12. ILMU yg dapat menyebabkan manusia hidup dalam damai adalah ilmu BERMAIN hindari pikiran SERIUS karena pikiran yg serius adalah sumber PENDERITAAN karena dengan bermain kita dapat membahagiakan anak anak orang tua , segenap hewan dan tumbuhan sehingga tercapailah yg di inginkan supaya segenap mahluk terlepas dari penderitaan karena dengan tertawa hilanglah segenap duka dan lara JADI MARILAH KITA PERBANYAK TERTAWA HAHAHAHAHA sejak awal kita terlahir yg mula di ketahui adalah tertawa dan menagis karena keduanya tak dapat di ajari jadi kalau bisa tertawa (bahagia ) mengapa harus menagis (MENDERITA)

13. NAMO BUDDHAYA...belajar kebijaksanaan dan metta bisa membuat manusia damai dan penuh cinta kasih sadhu sadhu sadhu.

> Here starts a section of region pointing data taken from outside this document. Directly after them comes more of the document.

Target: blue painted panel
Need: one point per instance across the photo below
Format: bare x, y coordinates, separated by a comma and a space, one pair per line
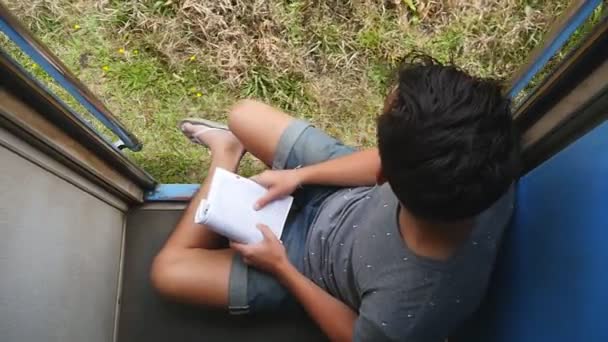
551, 282
172, 193
560, 39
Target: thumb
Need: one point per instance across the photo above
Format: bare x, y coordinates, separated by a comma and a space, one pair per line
268, 197
239, 247
267, 232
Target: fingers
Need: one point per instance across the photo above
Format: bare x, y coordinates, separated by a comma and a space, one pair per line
270, 196
267, 232
262, 179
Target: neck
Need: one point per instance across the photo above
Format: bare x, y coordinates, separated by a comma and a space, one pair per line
435, 240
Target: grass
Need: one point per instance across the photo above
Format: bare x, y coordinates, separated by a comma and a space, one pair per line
330, 62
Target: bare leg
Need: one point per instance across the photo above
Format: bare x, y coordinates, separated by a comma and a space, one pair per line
189, 267
259, 127
192, 267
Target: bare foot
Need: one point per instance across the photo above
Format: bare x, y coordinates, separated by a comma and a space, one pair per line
219, 141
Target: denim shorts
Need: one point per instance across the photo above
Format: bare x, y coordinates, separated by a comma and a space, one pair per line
254, 291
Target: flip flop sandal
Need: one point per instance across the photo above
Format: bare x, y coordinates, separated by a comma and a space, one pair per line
202, 123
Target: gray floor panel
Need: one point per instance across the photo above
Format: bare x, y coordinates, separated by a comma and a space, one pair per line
146, 317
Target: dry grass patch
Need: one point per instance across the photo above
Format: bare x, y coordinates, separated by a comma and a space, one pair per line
327, 61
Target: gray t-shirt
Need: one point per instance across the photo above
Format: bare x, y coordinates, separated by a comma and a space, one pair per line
357, 254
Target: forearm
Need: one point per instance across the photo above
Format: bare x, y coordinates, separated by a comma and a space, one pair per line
357, 169
334, 318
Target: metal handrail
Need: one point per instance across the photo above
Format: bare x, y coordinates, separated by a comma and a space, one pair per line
11, 26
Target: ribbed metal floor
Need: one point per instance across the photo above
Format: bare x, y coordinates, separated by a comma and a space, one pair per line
145, 317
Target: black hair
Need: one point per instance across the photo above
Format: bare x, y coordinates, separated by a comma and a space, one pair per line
447, 142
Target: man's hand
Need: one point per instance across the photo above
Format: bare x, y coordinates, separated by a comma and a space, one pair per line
280, 183
268, 255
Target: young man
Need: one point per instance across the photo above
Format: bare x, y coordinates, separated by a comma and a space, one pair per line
394, 243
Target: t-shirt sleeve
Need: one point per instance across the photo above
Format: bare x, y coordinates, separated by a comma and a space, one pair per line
367, 330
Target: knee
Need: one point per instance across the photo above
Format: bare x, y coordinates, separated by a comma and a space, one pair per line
162, 274
239, 113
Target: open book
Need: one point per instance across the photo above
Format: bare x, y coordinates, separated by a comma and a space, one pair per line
228, 209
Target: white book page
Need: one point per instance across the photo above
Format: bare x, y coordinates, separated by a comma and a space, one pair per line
229, 211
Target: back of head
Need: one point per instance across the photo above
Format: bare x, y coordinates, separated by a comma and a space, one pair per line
447, 141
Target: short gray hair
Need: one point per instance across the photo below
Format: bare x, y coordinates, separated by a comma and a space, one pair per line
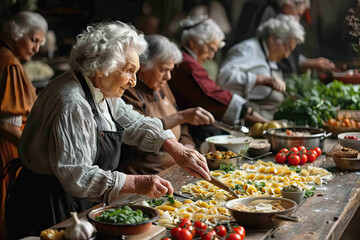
160, 49
283, 27
23, 23
294, 2
202, 29
103, 47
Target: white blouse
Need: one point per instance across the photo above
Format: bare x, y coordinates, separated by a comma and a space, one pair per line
60, 138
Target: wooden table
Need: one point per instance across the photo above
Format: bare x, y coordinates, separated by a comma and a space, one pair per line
325, 215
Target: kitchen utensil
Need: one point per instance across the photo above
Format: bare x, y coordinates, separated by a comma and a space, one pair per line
257, 157
278, 138
350, 143
239, 145
238, 131
347, 164
223, 186
262, 220
115, 229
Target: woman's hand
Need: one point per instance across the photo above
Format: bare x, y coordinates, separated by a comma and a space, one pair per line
150, 185
189, 159
274, 83
197, 116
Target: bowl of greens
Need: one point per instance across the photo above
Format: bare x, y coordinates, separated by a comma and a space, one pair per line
118, 220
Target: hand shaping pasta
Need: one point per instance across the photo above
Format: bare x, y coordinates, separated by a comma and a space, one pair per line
189, 159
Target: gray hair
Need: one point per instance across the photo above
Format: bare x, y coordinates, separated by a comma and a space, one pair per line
202, 29
294, 2
283, 27
23, 23
103, 47
160, 49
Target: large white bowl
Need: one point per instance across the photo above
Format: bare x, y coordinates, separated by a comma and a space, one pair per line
238, 145
351, 143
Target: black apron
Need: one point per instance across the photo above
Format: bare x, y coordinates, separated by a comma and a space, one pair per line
38, 201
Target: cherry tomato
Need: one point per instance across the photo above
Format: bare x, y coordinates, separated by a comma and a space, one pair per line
234, 236
210, 235
220, 231
284, 150
314, 152
200, 228
184, 234
185, 221
294, 159
301, 149
311, 157
303, 159
191, 229
280, 157
174, 231
318, 150
294, 150
240, 230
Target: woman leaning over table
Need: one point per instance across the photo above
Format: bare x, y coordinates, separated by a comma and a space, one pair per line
201, 38
250, 68
152, 97
71, 142
20, 39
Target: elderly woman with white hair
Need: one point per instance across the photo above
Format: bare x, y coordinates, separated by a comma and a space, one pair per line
152, 97
20, 39
71, 143
250, 68
201, 38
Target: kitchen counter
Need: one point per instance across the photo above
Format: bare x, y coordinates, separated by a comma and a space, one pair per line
324, 215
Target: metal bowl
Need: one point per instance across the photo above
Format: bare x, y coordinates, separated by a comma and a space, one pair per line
278, 140
262, 220
116, 230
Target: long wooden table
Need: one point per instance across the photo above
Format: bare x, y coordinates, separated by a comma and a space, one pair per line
324, 216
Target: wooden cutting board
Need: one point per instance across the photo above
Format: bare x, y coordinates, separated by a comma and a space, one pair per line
155, 232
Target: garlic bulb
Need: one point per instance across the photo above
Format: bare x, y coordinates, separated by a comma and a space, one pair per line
79, 230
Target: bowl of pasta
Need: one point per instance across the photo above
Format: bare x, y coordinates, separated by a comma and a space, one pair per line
262, 212
239, 145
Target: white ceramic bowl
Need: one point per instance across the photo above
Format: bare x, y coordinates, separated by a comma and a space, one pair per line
238, 145
351, 143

14. Namo buddhaya. Pd hakikatnya kita makhluk sosial,kita tdk dpt hdp dlm isolasi,jika kt hdp sndiri dgn alam,tdk akan ada kota2 dn desa2..
Biasanya kita mengelompokkan org2 mjdi 3 kategori;Teman,musuh,dn org asing.ktka bertemu mrka kita mengambil 3 sikap;Menginginkan,menolak,dn mengabaikan,penting utk menetralisasikn keterikatan,permusuhan,dn sikap acuh tak acuh.Visualisasi diri utk meningkatkn belas kasih,visualisasikan diri kita sebagai seorg ditengah2 yg tdk memihak.
Cinta yg didasarkan pd keterikatan itu terbatas dn berbahaya,ia sgt melibatkn proyeksi; mslny,Bahwa seorg yg sgt menarik muncul dn seketika kita tertarik pdnya, skrg kita dlm cinta,tetapi bsk bisa jadi perasaan cinta kita berubah mnjdi benci,cinta yg didasarkan pd keterikatan bkn bantuan yg nyata;Apa yg dibawa kpd kita?..jika bkn iritasi (gangguan) dn kejengkelan yg ada.
Kita percaya bahwa belas kasih sejati itu bebas dr keterikatan, BELAS KASIH INI TERUNGKAP SECARA SPONTAN DN TDK BERKONDISI,seperti Kasih ibu yg tdk mengharapkn pengembalian (imbalan) dari anaknya..
Kecenderungan pertama kita adlh utk selalu membalas, bereaksi,dn kdg2 bahkan melakukan balas dendam,yg mana hanya menyebabkn menderita saja,itulah sebabnya buddhisme selalu mengatakan; "Tenangknlh Pikiranmu"..
Jika seorg tentara melepaskan pedang nya,dia segera menggenggamnya kembali tanpa ragu2, demikian pula,jika kita melakukan usaha utk mlkkn sstu,kita harus terus menerus sadar supaya kita tdk jatuh ke dlm keadaan2 pikiran negatif,kesadaran kita hendaknya mnjdi kesdran dr seseorg yg dipaksa berjln dgn segelas susu penuh dikepala dn dibawah ancaman hukuman mati jika setetes susu tumpah.. Amithuofuo3x...

15. Kebijaksanaan.

16. Ìlmu lingkaran, (kesempurnaan/penggenapan/totalitas). Puas diri,toleransi,berterima kasih.ilmu tentang kemanusiaan dan cinta kasih terhadap semua mahkluk ciptaan Tuhan.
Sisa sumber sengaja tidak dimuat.